Una terrible confusión invade a el escritor y le impide escribir. La hoja está en blanco porque el pensamiento también lo está, aunque no siempre se note a simple vista. Frente a esto, lo que suele funcionar no es esperar la inspiración, sino traicionar el silencio: escribir algo imperfecto a propósito, empezar por la mitad, ponerle límites a lo ilimitado. La hoja deja de dar miedo en el momento en que se delinean las primeras palabras.

La curiosidad me llevó a la búsqueda de los rituales que utilizaban algunos escritores para enfrentar la escritura. Empezaré por Gabriel García Márquez, quién escribía por las mañanas, que era cuando sentía la mente más despejada, solía trabajar durante varias horas seguidas en absoluto silencio y decía que escribir era como un oficio que exigía disciplina diaria. Ernest Hemingway, acostumbraba a escribir de pie, frente a un atril; comenzaba al amanecer y se detenía cuando aún sabía cómo continuaría la historia al día siguiente, evitando quedarse en blanco al retomar el trabajo. Virginia Woolf: defendía la importancia de tener "una habitación propia", necesitaba un espacio íntimo donde nadie interrumpiera el flujo de sus pensamientos. Agatha Christie, por su parte, encontraba que sus mejores ideas surgían mientras lavaba los platos o realizaba actividades rutinarias y aprovechaba esos momentos para resolver los enigmas de sus novelas.

También encontré los rituales de otros escritores como el gran Honoré de Balzac que bebía enormes cantidades de café, convencido de que estimulaba su imaginación; Víctor Hugo, en cambio, pedía que le ocultaran la ropa para no salir de casa y obligarse a escribir; Marcel Proust era escribir de noche, en una habitación con paredes recubiertas de corcho para aislar el ruido y evitar distracciones; y Stephen King acostumbra a escribir todos los días alrededor de dos mil palabras, incluso cuando no se siente inspirado.

Entre las recomendaciones más comunes para vencer la hoja en blanco se encuentran: fijar un horario; tener un espacio definido, libre de interrupciones; encontrar una señal para iniciar un texto —puede ser escuchar la música de nuestra preferencia, usar un cuaderno especial, o preparar una bebida—; y detener la escritura cuando la mente y el cuerpo estén agotados. Considero que el mejor ritual es aquel que abre de par en par la puerta de entrada a la escritura.
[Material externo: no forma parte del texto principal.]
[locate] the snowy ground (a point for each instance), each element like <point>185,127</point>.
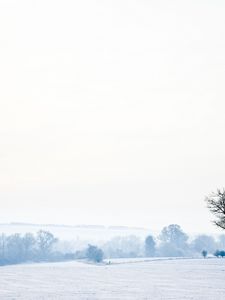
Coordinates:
<point>160,279</point>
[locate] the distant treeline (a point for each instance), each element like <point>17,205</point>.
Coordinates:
<point>44,246</point>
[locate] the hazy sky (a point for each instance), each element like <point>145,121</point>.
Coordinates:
<point>111,112</point>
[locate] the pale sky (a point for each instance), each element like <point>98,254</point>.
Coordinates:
<point>111,112</point>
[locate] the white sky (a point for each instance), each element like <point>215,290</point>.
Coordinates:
<point>111,112</point>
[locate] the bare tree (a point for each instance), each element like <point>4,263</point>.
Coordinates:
<point>216,204</point>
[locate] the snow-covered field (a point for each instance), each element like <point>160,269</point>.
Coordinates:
<point>160,279</point>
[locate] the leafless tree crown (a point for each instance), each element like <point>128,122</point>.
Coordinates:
<point>216,204</point>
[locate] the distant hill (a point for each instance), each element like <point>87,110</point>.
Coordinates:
<point>72,232</point>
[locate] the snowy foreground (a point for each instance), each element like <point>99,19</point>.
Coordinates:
<point>158,279</point>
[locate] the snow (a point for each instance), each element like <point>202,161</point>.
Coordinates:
<point>159,279</point>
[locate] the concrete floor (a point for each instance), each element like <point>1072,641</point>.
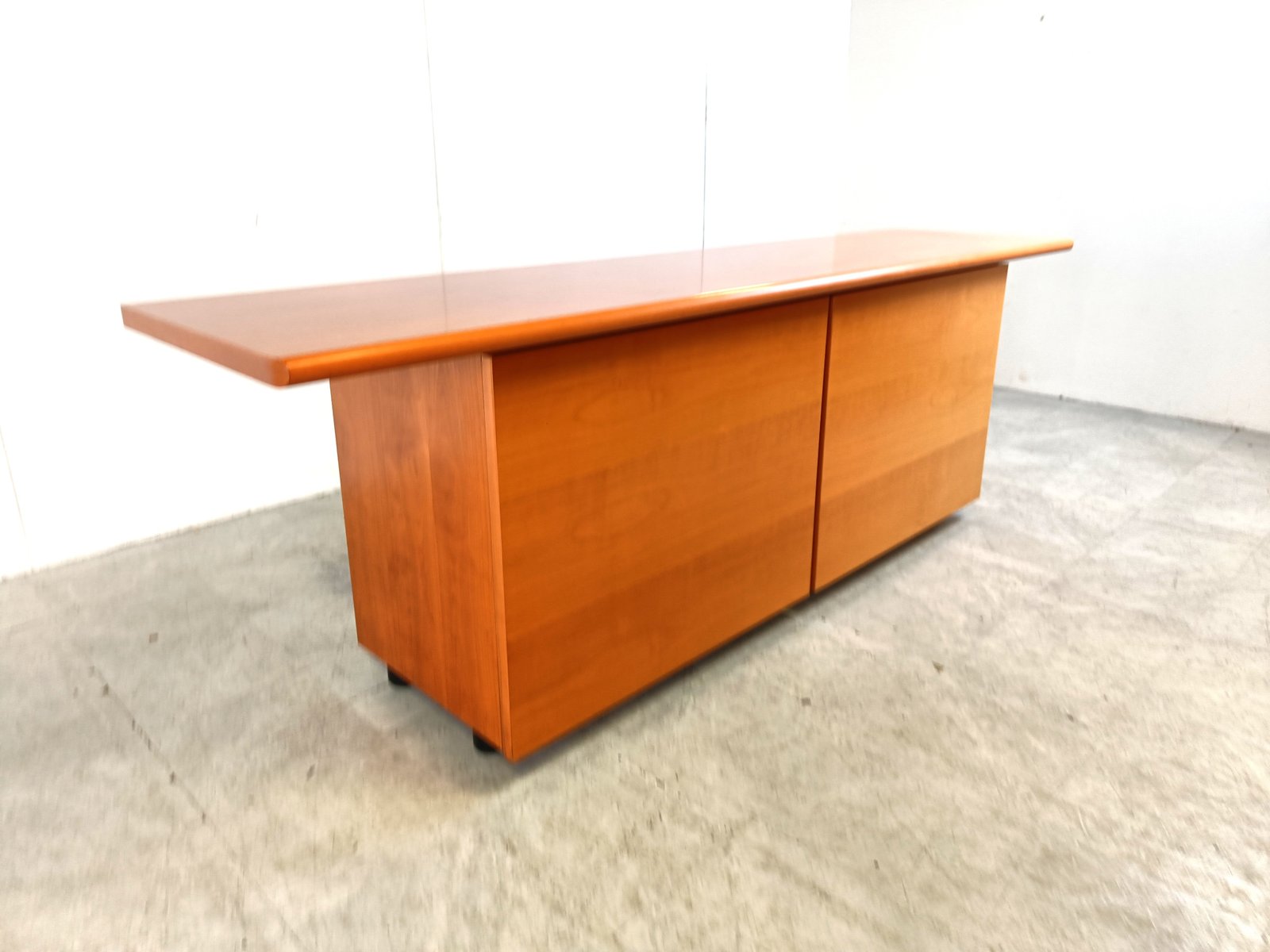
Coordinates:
<point>1043,725</point>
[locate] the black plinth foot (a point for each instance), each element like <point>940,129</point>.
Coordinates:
<point>397,679</point>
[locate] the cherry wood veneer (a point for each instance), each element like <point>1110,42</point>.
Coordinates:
<point>564,484</point>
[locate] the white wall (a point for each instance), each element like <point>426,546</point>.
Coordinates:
<point>160,150</point>
<point>1140,129</point>
<point>13,541</point>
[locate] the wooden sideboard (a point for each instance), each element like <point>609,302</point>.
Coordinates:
<point>563,484</point>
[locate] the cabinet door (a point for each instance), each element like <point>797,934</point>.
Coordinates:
<point>657,493</point>
<point>907,397</point>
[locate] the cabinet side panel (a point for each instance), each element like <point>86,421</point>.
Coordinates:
<point>414,457</point>
<point>906,416</point>
<point>657,494</point>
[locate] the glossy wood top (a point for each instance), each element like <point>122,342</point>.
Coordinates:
<point>294,336</point>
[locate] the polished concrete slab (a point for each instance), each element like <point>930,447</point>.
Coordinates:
<point>1045,724</point>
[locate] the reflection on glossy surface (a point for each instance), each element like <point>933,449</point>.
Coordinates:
<point>287,336</point>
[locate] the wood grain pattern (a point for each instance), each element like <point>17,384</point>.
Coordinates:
<point>657,494</point>
<point>416,465</point>
<point>292,336</point>
<point>906,418</point>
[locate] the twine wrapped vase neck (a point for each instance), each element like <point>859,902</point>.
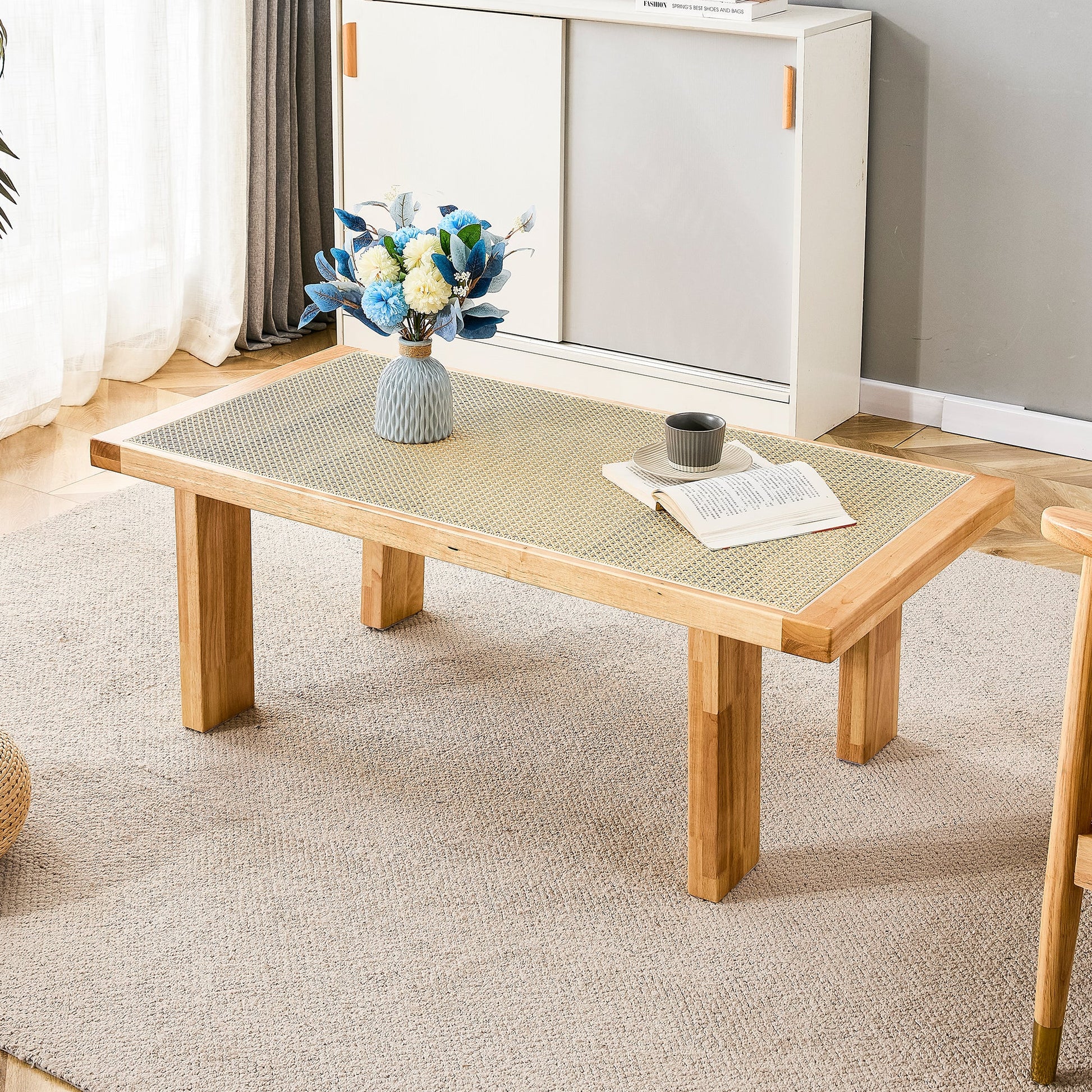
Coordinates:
<point>413,397</point>
<point>416,350</point>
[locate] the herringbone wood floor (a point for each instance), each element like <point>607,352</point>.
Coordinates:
<point>47,471</point>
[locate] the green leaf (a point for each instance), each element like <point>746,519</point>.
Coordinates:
<point>471,234</point>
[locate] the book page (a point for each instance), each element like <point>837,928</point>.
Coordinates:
<point>715,502</point>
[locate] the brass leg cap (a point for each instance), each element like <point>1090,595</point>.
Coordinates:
<point>1044,1053</point>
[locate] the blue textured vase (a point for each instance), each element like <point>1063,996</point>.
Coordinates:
<point>413,399</point>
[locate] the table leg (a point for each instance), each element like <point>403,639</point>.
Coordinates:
<point>1071,817</point>
<point>215,609</point>
<point>392,586</point>
<point>724,721</point>
<point>869,691</point>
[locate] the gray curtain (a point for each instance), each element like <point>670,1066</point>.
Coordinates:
<point>292,173</point>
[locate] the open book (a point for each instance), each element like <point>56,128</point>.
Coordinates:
<point>756,506</point>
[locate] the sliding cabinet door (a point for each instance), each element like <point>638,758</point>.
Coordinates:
<point>465,107</point>
<point>680,197</point>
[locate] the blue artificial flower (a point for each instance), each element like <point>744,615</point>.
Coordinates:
<point>457,220</point>
<point>403,235</point>
<point>384,303</point>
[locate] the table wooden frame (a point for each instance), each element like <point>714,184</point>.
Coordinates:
<point>857,620</point>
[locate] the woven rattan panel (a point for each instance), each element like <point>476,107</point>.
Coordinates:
<point>525,465</point>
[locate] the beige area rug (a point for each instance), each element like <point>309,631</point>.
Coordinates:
<point>452,855</point>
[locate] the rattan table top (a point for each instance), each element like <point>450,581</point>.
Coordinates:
<point>525,465</point>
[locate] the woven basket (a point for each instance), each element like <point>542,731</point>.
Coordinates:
<point>15,791</point>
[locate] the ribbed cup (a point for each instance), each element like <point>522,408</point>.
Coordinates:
<point>695,441</point>
<point>413,397</point>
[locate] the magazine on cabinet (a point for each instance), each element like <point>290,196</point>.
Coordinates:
<point>745,12</point>
<point>760,505</point>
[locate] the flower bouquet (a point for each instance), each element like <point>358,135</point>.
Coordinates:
<point>422,284</point>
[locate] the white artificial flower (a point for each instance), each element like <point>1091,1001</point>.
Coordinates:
<point>377,264</point>
<point>425,291</point>
<point>419,249</point>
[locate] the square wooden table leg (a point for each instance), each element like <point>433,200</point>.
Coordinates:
<point>392,586</point>
<point>869,691</point>
<point>215,609</point>
<point>724,722</point>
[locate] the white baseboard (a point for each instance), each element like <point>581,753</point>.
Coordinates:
<point>903,403</point>
<point>985,421</point>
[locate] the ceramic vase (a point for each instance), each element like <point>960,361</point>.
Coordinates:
<point>413,399</point>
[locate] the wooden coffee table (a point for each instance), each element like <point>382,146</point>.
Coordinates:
<point>518,492</point>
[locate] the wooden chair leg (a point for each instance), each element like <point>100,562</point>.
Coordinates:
<point>1072,817</point>
<point>869,691</point>
<point>392,585</point>
<point>726,704</point>
<point>215,609</point>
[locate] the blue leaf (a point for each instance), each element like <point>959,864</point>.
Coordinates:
<point>447,270</point>
<point>352,222</point>
<point>484,311</point>
<point>402,210</point>
<point>460,254</point>
<point>325,295</point>
<point>357,314</point>
<point>496,263</point>
<point>446,325</point>
<point>344,263</point>
<point>475,261</point>
<point>480,329</point>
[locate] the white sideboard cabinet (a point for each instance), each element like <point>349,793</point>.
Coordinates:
<point>699,183</point>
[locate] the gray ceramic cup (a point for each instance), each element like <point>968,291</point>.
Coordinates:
<point>695,441</point>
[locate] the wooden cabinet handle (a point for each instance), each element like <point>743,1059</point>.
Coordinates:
<point>790,98</point>
<point>348,49</point>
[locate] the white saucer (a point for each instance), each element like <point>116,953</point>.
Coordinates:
<point>652,459</point>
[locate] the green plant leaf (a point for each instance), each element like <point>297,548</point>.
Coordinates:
<point>471,234</point>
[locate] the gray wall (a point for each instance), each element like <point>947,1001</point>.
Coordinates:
<point>979,256</point>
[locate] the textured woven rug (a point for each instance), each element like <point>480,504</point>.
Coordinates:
<point>451,855</point>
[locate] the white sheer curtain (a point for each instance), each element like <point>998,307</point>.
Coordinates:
<point>129,118</point>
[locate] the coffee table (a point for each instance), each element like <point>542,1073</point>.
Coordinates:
<point>518,492</point>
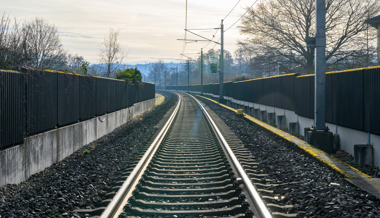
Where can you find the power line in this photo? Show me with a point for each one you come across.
(231, 10)
(184, 43)
(241, 17)
(213, 36)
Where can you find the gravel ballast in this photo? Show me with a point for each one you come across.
(314, 189)
(82, 180)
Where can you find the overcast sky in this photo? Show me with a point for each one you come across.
(149, 29)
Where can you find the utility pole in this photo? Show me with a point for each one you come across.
(188, 75)
(165, 79)
(320, 65)
(202, 71)
(155, 78)
(221, 73)
(176, 70)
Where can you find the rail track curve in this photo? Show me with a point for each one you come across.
(188, 170)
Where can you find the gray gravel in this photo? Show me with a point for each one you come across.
(82, 180)
(314, 190)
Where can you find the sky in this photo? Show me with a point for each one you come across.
(148, 29)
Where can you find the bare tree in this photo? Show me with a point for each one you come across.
(42, 45)
(111, 53)
(12, 43)
(75, 63)
(278, 29)
(157, 72)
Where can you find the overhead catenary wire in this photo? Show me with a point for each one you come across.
(241, 16)
(231, 10)
(185, 37)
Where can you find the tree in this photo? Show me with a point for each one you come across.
(42, 47)
(111, 53)
(157, 72)
(34, 44)
(76, 64)
(130, 75)
(278, 30)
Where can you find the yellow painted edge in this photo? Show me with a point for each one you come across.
(9, 71)
(269, 77)
(315, 152)
(343, 71)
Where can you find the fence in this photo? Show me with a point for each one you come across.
(33, 101)
(352, 96)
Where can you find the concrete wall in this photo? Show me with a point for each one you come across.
(37, 152)
(348, 137)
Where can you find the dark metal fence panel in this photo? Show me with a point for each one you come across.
(11, 108)
(102, 96)
(275, 92)
(350, 99)
(287, 92)
(131, 95)
(41, 100)
(87, 97)
(304, 96)
(68, 99)
(372, 100)
(331, 98)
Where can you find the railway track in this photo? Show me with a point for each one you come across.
(189, 170)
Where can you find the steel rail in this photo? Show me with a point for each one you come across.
(115, 207)
(260, 207)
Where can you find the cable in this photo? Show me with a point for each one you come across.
(184, 42)
(231, 10)
(241, 17)
(213, 36)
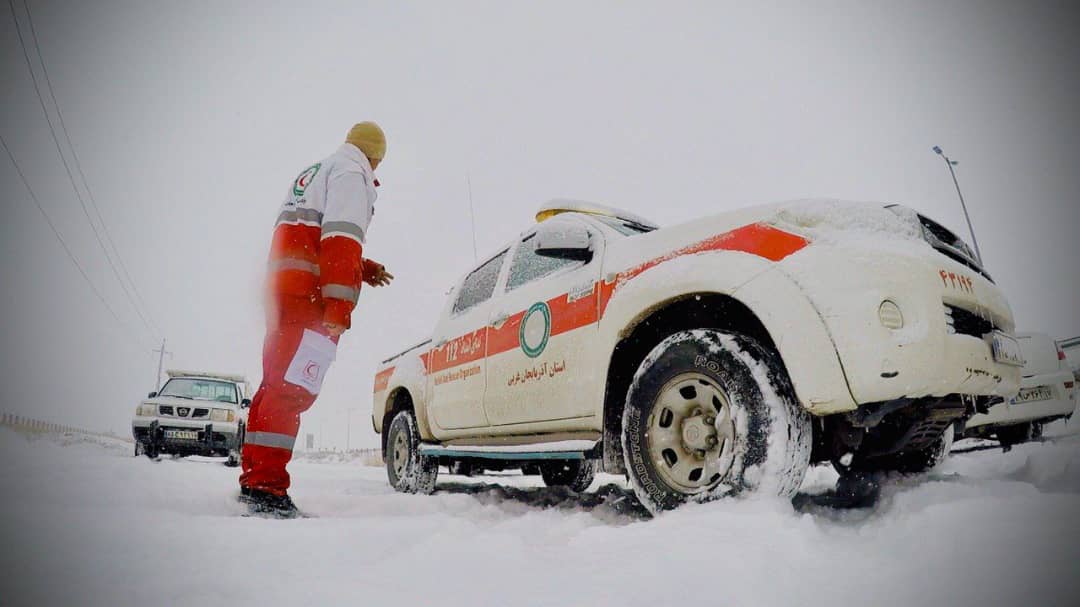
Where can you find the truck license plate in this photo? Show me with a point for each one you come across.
(1007, 349)
(1034, 394)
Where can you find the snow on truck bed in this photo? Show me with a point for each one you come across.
(85, 523)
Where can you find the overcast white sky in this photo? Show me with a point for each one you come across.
(191, 119)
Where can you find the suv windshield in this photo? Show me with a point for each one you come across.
(200, 390)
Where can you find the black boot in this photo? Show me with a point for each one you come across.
(271, 506)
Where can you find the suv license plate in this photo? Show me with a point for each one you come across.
(1034, 394)
(1007, 349)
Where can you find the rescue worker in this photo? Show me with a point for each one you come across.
(314, 274)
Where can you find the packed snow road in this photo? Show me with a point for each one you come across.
(85, 523)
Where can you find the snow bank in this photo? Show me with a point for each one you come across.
(86, 524)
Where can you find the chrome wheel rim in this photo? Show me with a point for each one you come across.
(691, 433)
(400, 453)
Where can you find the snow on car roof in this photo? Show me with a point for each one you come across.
(556, 206)
(226, 377)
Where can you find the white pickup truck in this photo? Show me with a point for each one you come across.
(711, 359)
(196, 413)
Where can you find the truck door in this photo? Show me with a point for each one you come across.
(458, 365)
(540, 339)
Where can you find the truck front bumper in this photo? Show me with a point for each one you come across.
(931, 353)
(211, 439)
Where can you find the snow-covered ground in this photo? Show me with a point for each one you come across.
(84, 523)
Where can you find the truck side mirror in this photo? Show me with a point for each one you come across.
(564, 240)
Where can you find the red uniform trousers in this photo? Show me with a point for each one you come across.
(273, 420)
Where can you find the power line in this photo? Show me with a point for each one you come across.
(78, 165)
(59, 239)
(67, 169)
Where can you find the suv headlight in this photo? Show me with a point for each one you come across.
(221, 415)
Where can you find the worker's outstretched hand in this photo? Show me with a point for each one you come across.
(380, 278)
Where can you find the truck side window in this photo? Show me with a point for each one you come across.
(527, 266)
(480, 285)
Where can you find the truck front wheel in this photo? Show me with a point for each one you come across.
(407, 470)
(712, 415)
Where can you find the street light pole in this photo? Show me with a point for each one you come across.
(950, 163)
(348, 428)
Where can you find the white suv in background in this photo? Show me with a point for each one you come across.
(1047, 393)
(194, 414)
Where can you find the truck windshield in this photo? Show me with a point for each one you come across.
(624, 227)
(200, 390)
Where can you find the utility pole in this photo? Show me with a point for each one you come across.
(161, 358)
(348, 428)
(472, 216)
(950, 163)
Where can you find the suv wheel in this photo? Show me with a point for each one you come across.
(712, 415)
(575, 474)
(407, 470)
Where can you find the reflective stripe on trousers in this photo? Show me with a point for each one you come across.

Vencer la hoja en blanco se logra gracias a la disciplina y la constancia, que resultan más eficaces que esperar horas a que llegue la tan ansiada inspiración. Al respecto, Pablo Picasso expresó: "La inspiración existe, pero tiene que encontrarte trabajando." La idea es empezar y todo fluye hasta, por fin, tener un texto.

Tal vez, después de todo, aquella mujer tenía razón: escribir es lo más fácil del mundo. Pero solo lo dice quien nunca se ha sentado, de verdad, frente a la hoja en blanco.